“The Patient Protection and Affordable Health Care Act (PPACA) is projected to yield $575 billion in Medicare savings over the next 10 years, mostly from Medicare payment reductions to doctors, hospitals, and health plans. But beneath these payment reductions, the PPACA also makes statutory changes that could challenge the autonomy of physicians to treat patients as they think best, undercut the freedom of physicians to remain in private practice, and threaten the continuation of fee-for-service medicine regardless of the preferences of doctors and patients.”

Despite promises from the President that his health care law would not make anyone lose their current health plan, colleges will soon stop offering low-cost plans to students. Since young people are unlikely to need the expensive plans mandated by ObamaCare, colleges are able to offer inexpensive plans. ObamaCare will change all that, as new coverage mandates will be implemented. “Without a number of changes, it may be impossible ‘to continue to offer student health plans,’ says an Aug. 12 letter sent to Health and Human Services Secretary Kathleen Sebelius from the American Council on Education and signed by 12 other trade associations representing colleges.”

Insurance agents are looking at the government’s plans to create insurance exchanges and are worried that they’ll be made obsolete and driven out of business. They are assuming that the fee insurance companies pay to brokers will be considered an administrative cost by new “medical-loss ratio” regulations and that insurance companies will be forced to lower those costs to comply with ObamaCare.

As one of the backroom deals required to pass ObamaCare through the Senate, Sen. Max Baucus (D-MT) earmarked special funding for Libby, Montana to deal with an asbestos problem. At a town hall meeting featuring HHS Secretary Kathleen Sebelius, residents weighed in with strong objections to the new law, even though they were the recipients of special treatment. “And while some Libby residents thanked Sebelius and Baucus for the health care reform law that passed last year and extended Medicare coverage to those sickened by asbestos, others questioned whether the changes to America’s health care system were Constitutional. “

“From 1990 to 1995, we served as public trustees for Social Security and
Medicare. As a Democrat and a Republican (now an independent), we worked
together on a professional and nonpartisan basis with the other trustees – the
secretaries of health and human services, labor and Treasury – to ensure the
integrity and credibility of the annual reports on these critically important
social insurance programs. [T]he conclusions expressed in this year’s Medicare
report were, to our minds, based on unreasonable assumptions that produced
unrealistic and misleading results. The unwarrantedly optimistic report could
produce a serious misunderstanding of the true financial condition of Medicare
and result in significant public confusion.”
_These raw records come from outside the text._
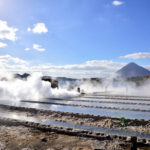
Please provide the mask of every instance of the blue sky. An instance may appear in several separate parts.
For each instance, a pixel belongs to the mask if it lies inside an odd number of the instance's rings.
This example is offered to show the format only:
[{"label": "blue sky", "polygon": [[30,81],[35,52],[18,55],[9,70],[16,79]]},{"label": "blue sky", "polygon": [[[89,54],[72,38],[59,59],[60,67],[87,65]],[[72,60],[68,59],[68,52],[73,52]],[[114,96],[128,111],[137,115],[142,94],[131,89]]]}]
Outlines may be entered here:
[{"label": "blue sky", "polygon": [[11,58],[6,67],[24,60],[28,70],[73,66],[80,74],[86,66],[83,76],[93,64],[95,72],[111,62],[114,70],[131,61],[149,67],[149,6],[149,0],[1,0],[1,25],[12,38],[0,26],[0,58]]}]

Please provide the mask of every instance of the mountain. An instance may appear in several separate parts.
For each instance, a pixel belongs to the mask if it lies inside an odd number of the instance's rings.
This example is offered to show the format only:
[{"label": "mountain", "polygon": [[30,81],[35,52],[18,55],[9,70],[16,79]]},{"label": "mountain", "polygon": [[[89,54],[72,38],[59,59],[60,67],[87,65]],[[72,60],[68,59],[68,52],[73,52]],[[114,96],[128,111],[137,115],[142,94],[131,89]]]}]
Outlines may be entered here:
[{"label": "mountain", "polygon": [[149,76],[150,71],[132,62],[118,70],[117,74],[124,78],[144,77]]}]

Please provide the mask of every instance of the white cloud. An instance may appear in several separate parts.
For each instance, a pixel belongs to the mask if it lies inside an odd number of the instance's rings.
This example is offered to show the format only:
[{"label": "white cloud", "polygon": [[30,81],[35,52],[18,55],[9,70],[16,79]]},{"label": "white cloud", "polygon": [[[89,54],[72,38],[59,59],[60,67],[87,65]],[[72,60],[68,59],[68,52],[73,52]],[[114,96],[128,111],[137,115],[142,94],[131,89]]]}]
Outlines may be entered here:
[{"label": "white cloud", "polygon": [[0,20],[0,39],[15,41],[17,28],[9,27],[6,21]]},{"label": "white cloud", "polygon": [[5,68],[13,72],[42,72],[44,75],[65,76],[73,78],[106,77],[113,75],[117,70],[126,65],[125,63],[108,60],[92,60],[83,64],[71,65],[31,65],[25,60],[10,55],[0,56],[0,70]]},{"label": "white cloud", "polygon": [[47,27],[45,26],[44,23],[37,23],[37,24],[33,25],[33,29],[28,27],[27,31],[28,32],[32,31],[33,33],[41,34],[41,33],[47,33],[48,29],[47,29]]},{"label": "white cloud", "polygon": [[28,48],[28,47],[27,47],[27,48],[25,48],[24,50],[25,50],[25,51],[29,51],[29,50],[30,50],[30,48]]},{"label": "white cloud", "polygon": [[6,43],[0,42],[0,48],[6,47],[6,46],[7,46]]},{"label": "white cloud", "polygon": [[139,53],[128,54],[128,55],[125,55],[125,56],[120,56],[120,58],[145,59],[145,58],[150,58],[150,53],[139,52]]},{"label": "white cloud", "polygon": [[18,57],[12,57],[10,55],[0,56],[0,62],[6,64],[28,64],[25,60],[22,60]]},{"label": "white cloud", "polygon": [[40,52],[43,52],[46,50],[46,49],[42,48],[41,45],[38,45],[38,44],[33,44],[33,48]]},{"label": "white cloud", "polygon": [[119,6],[119,5],[122,5],[123,3],[124,3],[124,2],[118,1],[118,0],[115,0],[115,1],[112,2],[112,4],[113,4],[114,6]]}]

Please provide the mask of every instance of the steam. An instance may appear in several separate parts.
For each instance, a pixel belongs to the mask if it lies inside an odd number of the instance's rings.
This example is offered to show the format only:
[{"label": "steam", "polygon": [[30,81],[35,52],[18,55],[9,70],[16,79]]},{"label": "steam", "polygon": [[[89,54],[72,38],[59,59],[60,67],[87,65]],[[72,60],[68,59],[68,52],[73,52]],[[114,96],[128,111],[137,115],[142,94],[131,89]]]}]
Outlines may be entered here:
[{"label": "steam", "polygon": [[116,77],[103,79],[102,82],[93,82],[91,80],[84,81],[81,85],[81,91],[85,93],[98,92],[101,95],[125,95],[125,96],[150,96],[150,79],[141,81],[141,85],[137,86],[135,82],[129,82],[123,78],[119,81]]},{"label": "steam", "polygon": [[14,79],[7,73],[8,79],[0,81],[0,100],[37,100],[49,97],[74,97],[77,92],[66,89],[52,89],[49,82],[41,80],[41,73],[33,73],[27,81]]}]

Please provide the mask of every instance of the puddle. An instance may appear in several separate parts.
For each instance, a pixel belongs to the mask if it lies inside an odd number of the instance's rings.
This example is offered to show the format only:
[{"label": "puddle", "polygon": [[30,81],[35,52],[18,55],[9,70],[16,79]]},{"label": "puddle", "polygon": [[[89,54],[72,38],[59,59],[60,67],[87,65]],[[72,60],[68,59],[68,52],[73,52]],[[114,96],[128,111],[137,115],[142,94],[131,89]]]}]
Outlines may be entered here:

“Fewer than 2 million of the nation’s 6 million companies with employees qualify
for the small-business tax credits included in the new health insurance reform
law, says the National Federation of Independent Business. The law’s supporters
had projected that twice as many small businesses would qualify for the tax
credit.”

Doctor-owned hospitals were virtually banned by ObamaCare, making them the
“biggest losers in federal health care reform.” Existing ones are looking to
merge, or be acquired by existing hospital systems, restricting choice and
competition in the market.

The Florida chapter of the American Medical Association expressed “no
confidence” in the national organization for their endorsement of and
campaigning on behalf of ObamaCare.

Many doctors acquire their own imaging equipment so they can conduct CT scans,
MRIs, and other services directly in their office without an outside referral.
They say this allows them to better treat their patients in a more timely and
efficient manner. ObamaCare put new regulations on doctors providing
self-referrals, because bureaucrats mistrust the motives of doctors, believing
them to be ordering wasteful, extra tests.

ObamaCare supporters are abandoning their campaign to tout the law, instead advising lawmakers running for reelection to promise to “improve it.” Their polling shows that Americans have not been persuaded by advocates’ claims that the law will lower costs or reduce deficits.